Analysts at Mones Crespi Hart & Company said in a post-earnings report earlier this month that Dropbox is “making progress,” highlighting its AI-powered Dash feature that allows customers to more easily search and navigate documents and messages across third-party apps. Analysts who rate the stock with a hold rating said the AI opportunity and the company’s valuation are two reasons why “value investors could be drawn to Dropbox.”
Dash allows users to quickly query and interact with content that goes beyond text to video and audio. Houston said advances in AI models mean “suddenly you can build the version you wanted to build 10 years ago.”

Houston is now planning to build something with AI, not Dropbox.
“I’m not going to race yachts,” Houston said. He is also a boat racing official. metaJoined the company in 2020.
Houston said he wanted to do something entrepreneurial with AI because “there’s never been a more exciting time to be building.”
“It’s all a cliché, isn’t it?” Houston said. “AI is reshaping every aspect of our lives, and I believe there is no shortage of ideas and material to work with.”
Following Houston’s planned move, Dropbox announced Tuesday that Mike Torres will join from Google as chief product officer in July.
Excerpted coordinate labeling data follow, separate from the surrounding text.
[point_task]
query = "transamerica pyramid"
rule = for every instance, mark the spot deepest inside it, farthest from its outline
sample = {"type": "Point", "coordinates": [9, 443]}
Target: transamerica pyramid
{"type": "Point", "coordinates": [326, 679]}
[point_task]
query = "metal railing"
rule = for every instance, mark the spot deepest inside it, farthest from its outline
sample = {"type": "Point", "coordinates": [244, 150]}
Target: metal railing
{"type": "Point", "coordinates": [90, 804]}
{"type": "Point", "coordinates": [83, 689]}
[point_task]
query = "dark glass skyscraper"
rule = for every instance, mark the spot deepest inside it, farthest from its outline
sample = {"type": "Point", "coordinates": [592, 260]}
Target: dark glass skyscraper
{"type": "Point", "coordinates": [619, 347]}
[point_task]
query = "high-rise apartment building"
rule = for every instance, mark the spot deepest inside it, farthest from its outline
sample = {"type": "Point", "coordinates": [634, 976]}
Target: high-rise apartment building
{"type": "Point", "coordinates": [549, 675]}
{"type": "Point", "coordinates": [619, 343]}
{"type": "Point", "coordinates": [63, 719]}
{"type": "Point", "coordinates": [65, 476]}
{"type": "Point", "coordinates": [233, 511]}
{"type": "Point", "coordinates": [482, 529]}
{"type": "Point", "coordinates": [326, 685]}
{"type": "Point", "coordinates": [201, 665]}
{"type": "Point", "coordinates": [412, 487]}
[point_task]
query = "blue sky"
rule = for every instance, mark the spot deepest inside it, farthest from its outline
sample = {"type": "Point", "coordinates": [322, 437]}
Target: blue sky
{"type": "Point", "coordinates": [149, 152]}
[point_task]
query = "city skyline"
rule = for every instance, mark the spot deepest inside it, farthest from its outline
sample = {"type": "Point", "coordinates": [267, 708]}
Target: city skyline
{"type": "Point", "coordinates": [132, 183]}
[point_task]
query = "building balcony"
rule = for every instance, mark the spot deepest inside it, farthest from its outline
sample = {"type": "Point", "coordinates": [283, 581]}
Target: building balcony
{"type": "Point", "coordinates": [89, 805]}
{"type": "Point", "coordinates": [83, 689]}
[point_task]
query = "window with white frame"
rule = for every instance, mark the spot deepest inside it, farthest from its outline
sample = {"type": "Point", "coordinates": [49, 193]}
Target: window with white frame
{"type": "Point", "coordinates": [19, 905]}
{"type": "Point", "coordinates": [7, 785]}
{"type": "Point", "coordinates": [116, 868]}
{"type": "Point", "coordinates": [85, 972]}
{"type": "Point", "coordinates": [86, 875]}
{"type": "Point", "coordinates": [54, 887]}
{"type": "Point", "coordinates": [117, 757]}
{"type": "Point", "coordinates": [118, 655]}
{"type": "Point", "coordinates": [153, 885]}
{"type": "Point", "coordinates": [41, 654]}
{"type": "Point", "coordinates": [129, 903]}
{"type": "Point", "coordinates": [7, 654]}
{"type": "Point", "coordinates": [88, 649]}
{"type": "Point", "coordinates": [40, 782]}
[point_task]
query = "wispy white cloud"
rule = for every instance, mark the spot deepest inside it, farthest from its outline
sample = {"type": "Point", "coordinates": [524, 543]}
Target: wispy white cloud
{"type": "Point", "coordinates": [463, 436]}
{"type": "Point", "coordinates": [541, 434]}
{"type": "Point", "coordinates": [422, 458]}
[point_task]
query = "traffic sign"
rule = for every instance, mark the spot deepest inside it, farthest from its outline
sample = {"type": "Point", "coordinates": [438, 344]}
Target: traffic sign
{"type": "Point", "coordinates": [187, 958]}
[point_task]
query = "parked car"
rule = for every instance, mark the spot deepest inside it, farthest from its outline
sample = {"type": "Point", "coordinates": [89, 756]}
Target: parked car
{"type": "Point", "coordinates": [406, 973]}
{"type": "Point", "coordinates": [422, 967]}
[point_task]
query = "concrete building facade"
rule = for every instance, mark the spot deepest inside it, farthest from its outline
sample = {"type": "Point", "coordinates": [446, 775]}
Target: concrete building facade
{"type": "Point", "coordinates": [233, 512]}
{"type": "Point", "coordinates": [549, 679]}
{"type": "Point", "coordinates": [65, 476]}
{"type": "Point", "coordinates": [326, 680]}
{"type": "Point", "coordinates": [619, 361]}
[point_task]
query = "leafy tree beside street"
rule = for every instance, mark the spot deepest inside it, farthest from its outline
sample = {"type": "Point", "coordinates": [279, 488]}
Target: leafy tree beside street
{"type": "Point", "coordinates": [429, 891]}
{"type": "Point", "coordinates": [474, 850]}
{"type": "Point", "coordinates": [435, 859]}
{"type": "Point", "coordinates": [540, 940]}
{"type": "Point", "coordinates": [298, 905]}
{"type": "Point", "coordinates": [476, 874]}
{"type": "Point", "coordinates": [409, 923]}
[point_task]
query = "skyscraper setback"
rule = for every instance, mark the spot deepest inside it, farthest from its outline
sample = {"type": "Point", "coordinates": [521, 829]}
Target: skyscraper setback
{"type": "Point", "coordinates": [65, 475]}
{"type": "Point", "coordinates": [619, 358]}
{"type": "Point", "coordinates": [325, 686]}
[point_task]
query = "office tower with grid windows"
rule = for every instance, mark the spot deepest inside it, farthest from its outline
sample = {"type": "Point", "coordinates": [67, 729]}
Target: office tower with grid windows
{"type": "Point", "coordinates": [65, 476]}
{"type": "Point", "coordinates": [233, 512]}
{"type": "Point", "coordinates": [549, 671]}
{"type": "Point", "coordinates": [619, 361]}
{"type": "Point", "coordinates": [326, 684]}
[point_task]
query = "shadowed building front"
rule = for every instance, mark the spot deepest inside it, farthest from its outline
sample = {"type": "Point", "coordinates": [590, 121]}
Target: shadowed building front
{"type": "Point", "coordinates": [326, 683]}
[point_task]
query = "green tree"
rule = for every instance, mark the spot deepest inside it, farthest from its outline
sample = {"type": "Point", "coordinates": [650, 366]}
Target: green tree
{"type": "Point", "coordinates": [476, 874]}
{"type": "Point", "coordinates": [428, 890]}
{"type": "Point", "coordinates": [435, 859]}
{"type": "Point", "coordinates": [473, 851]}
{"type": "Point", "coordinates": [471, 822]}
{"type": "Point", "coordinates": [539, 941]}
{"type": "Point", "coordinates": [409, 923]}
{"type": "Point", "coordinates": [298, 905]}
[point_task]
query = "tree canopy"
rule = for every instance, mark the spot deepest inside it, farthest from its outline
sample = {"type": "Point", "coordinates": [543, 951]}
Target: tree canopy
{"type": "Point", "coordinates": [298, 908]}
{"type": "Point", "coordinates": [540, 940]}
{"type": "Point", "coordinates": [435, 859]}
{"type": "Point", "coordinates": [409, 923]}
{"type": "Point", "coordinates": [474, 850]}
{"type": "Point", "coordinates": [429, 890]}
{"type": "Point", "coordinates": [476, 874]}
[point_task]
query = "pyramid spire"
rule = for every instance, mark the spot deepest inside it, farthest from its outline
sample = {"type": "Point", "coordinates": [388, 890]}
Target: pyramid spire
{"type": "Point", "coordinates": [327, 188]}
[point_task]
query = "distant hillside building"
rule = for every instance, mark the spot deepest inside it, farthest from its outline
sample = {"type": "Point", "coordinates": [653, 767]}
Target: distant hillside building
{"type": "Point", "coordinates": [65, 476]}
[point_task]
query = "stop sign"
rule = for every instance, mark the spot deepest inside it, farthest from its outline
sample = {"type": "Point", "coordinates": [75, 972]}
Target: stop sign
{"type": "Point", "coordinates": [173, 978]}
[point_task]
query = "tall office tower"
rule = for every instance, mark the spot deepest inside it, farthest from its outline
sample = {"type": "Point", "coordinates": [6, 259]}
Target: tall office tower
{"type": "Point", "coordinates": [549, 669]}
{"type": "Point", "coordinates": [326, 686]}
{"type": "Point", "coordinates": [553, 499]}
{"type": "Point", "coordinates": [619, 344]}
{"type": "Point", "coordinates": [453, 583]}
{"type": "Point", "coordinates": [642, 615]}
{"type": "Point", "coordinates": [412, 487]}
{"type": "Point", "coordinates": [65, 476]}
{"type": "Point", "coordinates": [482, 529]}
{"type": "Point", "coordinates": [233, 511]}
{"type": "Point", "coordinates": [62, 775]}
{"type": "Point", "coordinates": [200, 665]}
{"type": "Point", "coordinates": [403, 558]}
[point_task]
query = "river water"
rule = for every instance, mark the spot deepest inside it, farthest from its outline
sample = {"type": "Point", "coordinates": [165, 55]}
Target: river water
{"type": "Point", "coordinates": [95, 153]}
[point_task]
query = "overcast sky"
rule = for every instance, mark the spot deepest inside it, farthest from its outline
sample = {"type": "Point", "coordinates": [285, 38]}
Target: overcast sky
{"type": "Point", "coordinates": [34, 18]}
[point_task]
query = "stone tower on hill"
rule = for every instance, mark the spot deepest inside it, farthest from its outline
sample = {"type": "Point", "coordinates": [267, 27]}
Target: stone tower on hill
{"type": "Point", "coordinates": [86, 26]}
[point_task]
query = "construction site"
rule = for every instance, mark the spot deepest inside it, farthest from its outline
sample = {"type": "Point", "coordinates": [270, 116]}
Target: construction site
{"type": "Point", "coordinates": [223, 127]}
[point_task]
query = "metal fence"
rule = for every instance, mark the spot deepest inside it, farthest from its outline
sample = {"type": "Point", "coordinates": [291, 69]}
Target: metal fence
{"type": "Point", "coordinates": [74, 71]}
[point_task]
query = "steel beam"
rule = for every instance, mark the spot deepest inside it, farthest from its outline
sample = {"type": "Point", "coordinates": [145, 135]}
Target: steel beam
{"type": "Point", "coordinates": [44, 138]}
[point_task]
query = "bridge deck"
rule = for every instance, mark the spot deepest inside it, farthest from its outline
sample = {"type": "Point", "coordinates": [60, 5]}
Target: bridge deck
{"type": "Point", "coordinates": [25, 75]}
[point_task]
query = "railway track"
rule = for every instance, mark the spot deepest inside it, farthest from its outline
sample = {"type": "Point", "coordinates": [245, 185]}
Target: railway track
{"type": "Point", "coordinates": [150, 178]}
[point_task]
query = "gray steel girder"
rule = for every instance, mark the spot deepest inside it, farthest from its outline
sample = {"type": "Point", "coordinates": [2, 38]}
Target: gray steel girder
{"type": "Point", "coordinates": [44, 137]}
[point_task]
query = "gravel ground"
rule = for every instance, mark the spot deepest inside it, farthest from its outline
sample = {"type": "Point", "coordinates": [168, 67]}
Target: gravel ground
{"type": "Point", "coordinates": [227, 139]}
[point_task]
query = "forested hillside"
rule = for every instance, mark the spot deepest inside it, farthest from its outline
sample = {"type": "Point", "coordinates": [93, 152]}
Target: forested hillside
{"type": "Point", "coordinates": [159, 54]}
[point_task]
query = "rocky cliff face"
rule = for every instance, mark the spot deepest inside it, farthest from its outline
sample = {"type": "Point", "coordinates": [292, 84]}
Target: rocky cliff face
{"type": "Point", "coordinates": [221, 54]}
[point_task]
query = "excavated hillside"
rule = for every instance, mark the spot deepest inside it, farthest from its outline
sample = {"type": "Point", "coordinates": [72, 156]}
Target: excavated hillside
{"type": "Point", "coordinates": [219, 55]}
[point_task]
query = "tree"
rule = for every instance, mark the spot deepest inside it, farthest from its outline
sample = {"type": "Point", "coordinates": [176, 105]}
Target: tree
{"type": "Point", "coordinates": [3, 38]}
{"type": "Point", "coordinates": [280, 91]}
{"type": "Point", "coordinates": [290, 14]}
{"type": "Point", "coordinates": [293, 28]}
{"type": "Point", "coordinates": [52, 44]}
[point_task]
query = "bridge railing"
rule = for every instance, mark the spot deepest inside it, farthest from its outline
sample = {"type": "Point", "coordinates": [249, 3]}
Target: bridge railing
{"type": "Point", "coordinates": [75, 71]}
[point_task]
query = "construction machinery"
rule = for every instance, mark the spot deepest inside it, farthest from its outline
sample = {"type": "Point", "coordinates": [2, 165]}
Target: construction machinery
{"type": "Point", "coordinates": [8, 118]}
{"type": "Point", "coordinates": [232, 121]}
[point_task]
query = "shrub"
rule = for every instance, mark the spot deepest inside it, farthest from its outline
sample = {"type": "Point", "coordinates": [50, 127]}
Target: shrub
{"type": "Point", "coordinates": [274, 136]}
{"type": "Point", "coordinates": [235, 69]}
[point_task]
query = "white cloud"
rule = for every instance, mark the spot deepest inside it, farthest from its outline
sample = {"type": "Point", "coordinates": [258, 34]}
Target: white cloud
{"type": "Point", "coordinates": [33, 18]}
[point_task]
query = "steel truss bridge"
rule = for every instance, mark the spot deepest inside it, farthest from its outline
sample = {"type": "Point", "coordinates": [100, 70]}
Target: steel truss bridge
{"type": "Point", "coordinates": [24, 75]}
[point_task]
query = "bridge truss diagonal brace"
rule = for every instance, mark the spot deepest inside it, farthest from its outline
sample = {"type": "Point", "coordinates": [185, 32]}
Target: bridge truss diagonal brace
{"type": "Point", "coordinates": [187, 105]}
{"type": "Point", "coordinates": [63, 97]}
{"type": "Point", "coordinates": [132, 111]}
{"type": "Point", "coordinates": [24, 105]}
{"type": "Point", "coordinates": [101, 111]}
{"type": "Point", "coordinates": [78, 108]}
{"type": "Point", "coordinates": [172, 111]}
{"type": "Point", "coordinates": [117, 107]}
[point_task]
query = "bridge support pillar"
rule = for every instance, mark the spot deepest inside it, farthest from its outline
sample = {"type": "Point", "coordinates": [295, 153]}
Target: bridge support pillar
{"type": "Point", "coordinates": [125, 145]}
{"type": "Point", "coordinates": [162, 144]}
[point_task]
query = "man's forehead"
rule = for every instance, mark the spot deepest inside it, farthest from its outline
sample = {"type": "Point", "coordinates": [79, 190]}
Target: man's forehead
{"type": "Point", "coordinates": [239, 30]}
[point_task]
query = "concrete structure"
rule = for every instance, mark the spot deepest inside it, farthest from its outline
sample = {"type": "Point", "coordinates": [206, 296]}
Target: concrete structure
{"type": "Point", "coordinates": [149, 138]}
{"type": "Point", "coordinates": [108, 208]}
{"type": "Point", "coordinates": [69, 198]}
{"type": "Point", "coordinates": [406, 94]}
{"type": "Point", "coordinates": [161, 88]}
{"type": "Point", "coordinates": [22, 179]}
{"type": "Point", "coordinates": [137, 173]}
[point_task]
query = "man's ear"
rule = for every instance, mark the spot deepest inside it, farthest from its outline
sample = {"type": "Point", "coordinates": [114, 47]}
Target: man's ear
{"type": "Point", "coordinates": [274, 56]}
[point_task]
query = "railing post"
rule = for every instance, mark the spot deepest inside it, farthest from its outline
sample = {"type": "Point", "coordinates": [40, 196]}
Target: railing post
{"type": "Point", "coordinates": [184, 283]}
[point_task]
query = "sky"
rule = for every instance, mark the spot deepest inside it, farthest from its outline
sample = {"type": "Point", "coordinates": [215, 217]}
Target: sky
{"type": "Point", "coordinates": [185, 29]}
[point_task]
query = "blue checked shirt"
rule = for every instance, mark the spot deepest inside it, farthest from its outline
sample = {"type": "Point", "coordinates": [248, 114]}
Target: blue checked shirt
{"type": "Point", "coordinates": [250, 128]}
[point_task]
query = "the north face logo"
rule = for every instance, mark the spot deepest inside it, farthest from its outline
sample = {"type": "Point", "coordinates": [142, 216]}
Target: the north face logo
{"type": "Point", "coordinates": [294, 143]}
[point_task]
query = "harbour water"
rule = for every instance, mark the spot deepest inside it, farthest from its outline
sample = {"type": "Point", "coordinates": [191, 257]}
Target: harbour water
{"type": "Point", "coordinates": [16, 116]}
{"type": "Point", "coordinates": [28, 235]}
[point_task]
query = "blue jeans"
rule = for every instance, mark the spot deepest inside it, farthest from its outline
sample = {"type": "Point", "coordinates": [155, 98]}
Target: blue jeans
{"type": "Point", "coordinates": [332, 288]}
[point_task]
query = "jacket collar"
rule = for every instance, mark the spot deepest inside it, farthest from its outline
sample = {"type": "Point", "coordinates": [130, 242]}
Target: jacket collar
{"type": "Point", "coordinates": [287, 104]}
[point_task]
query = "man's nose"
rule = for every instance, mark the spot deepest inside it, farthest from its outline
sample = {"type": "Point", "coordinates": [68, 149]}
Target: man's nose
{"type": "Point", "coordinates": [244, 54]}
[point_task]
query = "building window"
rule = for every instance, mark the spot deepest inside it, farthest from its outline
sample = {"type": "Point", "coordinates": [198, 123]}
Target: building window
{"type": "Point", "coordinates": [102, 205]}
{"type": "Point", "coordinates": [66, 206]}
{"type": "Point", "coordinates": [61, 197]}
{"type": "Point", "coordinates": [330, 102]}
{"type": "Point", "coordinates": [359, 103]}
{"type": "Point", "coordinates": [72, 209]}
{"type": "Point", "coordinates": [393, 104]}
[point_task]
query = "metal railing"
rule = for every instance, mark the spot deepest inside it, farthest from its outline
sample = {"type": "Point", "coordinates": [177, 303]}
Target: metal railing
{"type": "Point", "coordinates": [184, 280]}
Torres currently serves as Google’s vice president of product for Chrome.
He said there was no specific reason as to when or why Houston decided to leave.
“Part of me always thought, oh, I’m going to be CEO of Dropbox until the last gasp of my career,” he said. “There’s never a perfect time. There was no part of me that was like, ‘Oh, this is the day it’s going to happen.'”
Since Alkarmi joined Dropbox from Vimeo in late 2024, Houston said the company has become “much better responsive to customers and has taken a much greater turn toward innovation.”
“I believe in the right leader,” he said. “The company is in the right place.”
WATCH: Dropbox CEO Drew Houston talks to subscribers about AI-powered tools.